The length of the time sequence dictates the resolution of the
frequencies in the fft - if I choose a 100 sample window, the
resolution would be F/100. What I think you want is to limit the
frequencies for which the fft is calculated. Maybe fft(x,size) would
work for this...

frequencies of a
couldn't find
Simply undersampling your signal vector. i.e., use fft on
signale(1:n:end), n is apropriate number.

Bruno

If you have Signal Processing Toolbox, you can use goertzel:

help goertzel
GOERTZEL Second-order Goertzel algorithm.
GOERTZEL(X,INDVEC) computes the discrete Fourier transform (DFT)
of X at indices contained in the vector INDVEC, using the
second-order Goertzel algorithm. The indices must be integer values
from 1 to N where N is the length of the first non-singleton dimension.
If empty or omitted, INDVEC is assumed to be 1:N.

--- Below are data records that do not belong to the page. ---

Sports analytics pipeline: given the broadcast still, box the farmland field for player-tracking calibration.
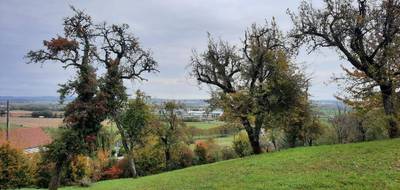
[185,121,225,129]
[0,117,63,127]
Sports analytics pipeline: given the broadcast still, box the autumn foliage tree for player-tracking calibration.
[26,7,156,189]
[290,0,400,138]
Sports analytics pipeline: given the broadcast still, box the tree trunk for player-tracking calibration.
[380,85,399,138]
[127,150,137,178]
[165,147,171,169]
[49,161,64,190]
[288,135,297,148]
[116,122,137,178]
[241,117,262,154]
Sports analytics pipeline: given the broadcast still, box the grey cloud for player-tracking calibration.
[0,0,340,99]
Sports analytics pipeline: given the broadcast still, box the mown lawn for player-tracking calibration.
[185,121,225,129]
[61,139,400,190]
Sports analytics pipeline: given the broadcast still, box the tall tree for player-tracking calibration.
[26,8,105,189]
[289,0,400,138]
[154,101,184,169]
[95,23,157,177]
[26,7,157,189]
[117,91,151,177]
[190,21,305,154]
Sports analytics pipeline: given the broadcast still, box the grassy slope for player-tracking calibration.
[65,139,400,189]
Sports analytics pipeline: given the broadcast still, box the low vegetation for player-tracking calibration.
[61,139,400,189]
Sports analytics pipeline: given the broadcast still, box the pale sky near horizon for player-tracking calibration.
[0,0,348,99]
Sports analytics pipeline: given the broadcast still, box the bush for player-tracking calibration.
[36,160,54,188]
[194,141,208,164]
[70,155,93,184]
[175,144,195,168]
[103,165,124,179]
[0,144,34,189]
[221,146,238,160]
[233,131,252,157]
[194,139,222,164]
[134,139,165,176]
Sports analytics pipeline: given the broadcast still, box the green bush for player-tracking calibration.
[194,139,222,164]
[221,146,238,160]
[0,144,34,189]
[178,145,195,168]
[194,141,209,164]
[233,131,252,157]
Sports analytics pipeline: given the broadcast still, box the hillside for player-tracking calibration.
[65,139,400,190]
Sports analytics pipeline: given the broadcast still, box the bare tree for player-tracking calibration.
[190,21,303,154]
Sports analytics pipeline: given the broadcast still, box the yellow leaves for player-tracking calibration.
[43,37,78,54]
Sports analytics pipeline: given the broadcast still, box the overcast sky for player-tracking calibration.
[0,0,346,99]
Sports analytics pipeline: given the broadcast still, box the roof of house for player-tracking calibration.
[0,128,51,149]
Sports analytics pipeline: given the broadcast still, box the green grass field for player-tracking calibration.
[185,121,225,129]
[61,139,400,190]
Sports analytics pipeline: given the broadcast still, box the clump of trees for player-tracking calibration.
[289,0,400,138]
[26,7,157,189]
[5,0,400,189]
[190,20,309,154]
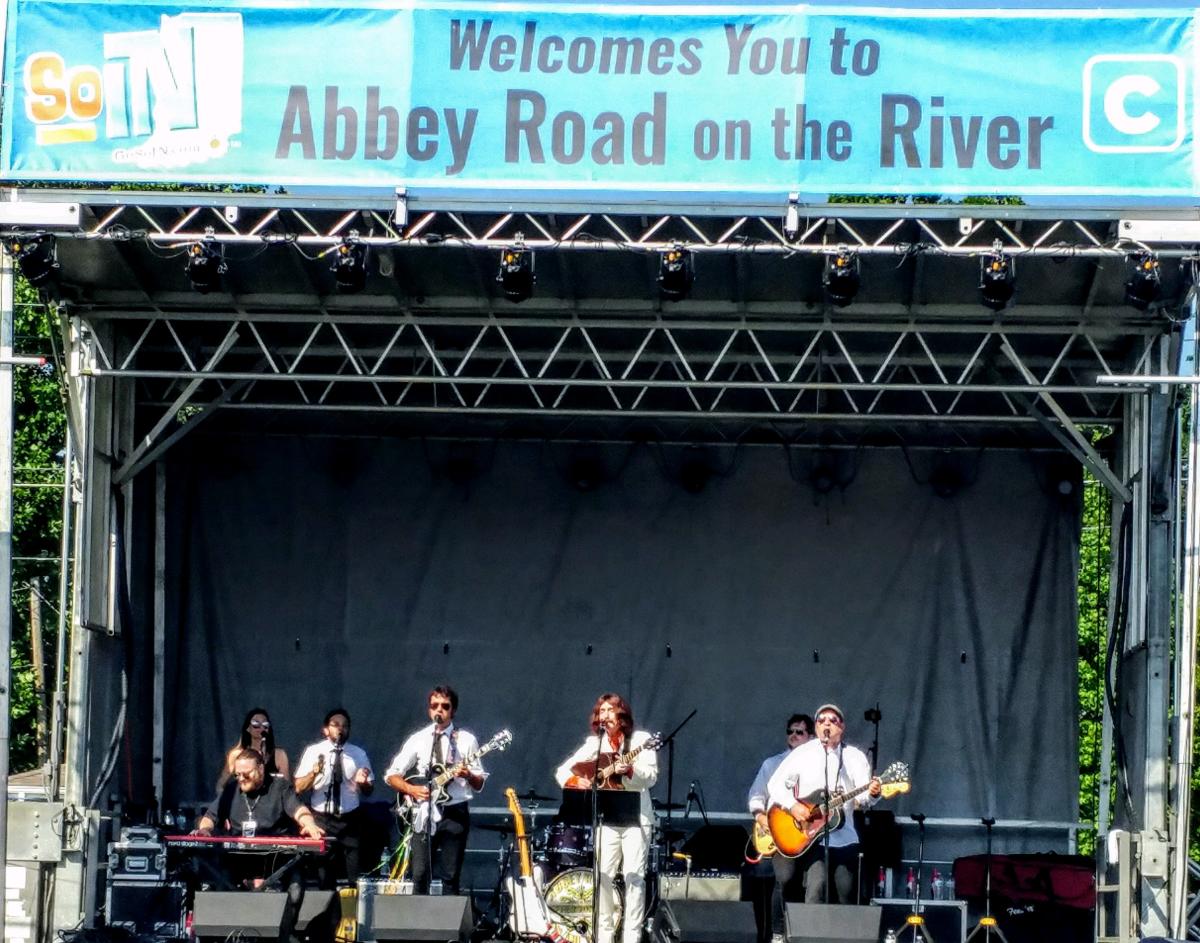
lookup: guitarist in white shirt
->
[384,685,487,894]
[767,704,882,903]
[554,693,659,943]
[746,714,812,941]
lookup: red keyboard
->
[162,835,330,854]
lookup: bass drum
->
[546,867,625,943]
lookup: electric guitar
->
[398,731,512,817]
[767,763,912,858]
[504,786,568,943]
[571,733,662,789]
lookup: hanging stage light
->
[6,233,59,288]
[329,233,367,294]
[979,246,1015,311]
[184,239,228,295]
[496,242,538,305]
[659,244,696,301]
[1126,252,1163,311]
[821,247,862,308]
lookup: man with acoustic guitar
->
[746,714,812,941]
[767,704,883,903]
[384,684,487,894]
[554,693,660,943]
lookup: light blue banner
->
[0,0,1200,202]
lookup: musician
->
[217,708,292,792]
[746,714,812,939]
[196,749,325,839]
[384,684,487,894]
[295,707,374,888]
[767,704,882,903]
[554,693,659,943]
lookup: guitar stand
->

GOERTZEL(X,[],DIM) or GOERTZEL(X,INDVEC,DIM) computes the DFT along
the dimension DIM.

In general, GOERTZEL is slower than FFT when computing all the possible
DFT indices, but is most useful when X is a long vector and the DFT
computation is required for only a subset of indices less than
log2(length(X)). Indices 1:length(X) correspond to the frequency span
[0, 2*pi) radians.

EXAMPLE:
% Resolve the 1.24 kHz and 1.26 kHz components in the following
% noisy cosine which also has a 10 kHz component.
Fs = 32e3; t = 0:1/Fs:2.96;
x = cos(2*pi*t*10e3)+cos(2*pi*t*1.24e3)+cos(2*pi*t*1.26e3)...
+ randn(size(t));

N = (length(x)+1)/2;
f = (Fs/2)/N*(0:N-1); % Generate frequency vector
indxs = find(f>1.2e3 & f<1.3e3); % Find frequencies of interest
X = goertzel(x,indxs);

hms = dspdata.msspectrum((abs(X)/length(X)).^2,f(indxs),'Fs',Fs);
plot(hms); % Plot the mean-square spectrum.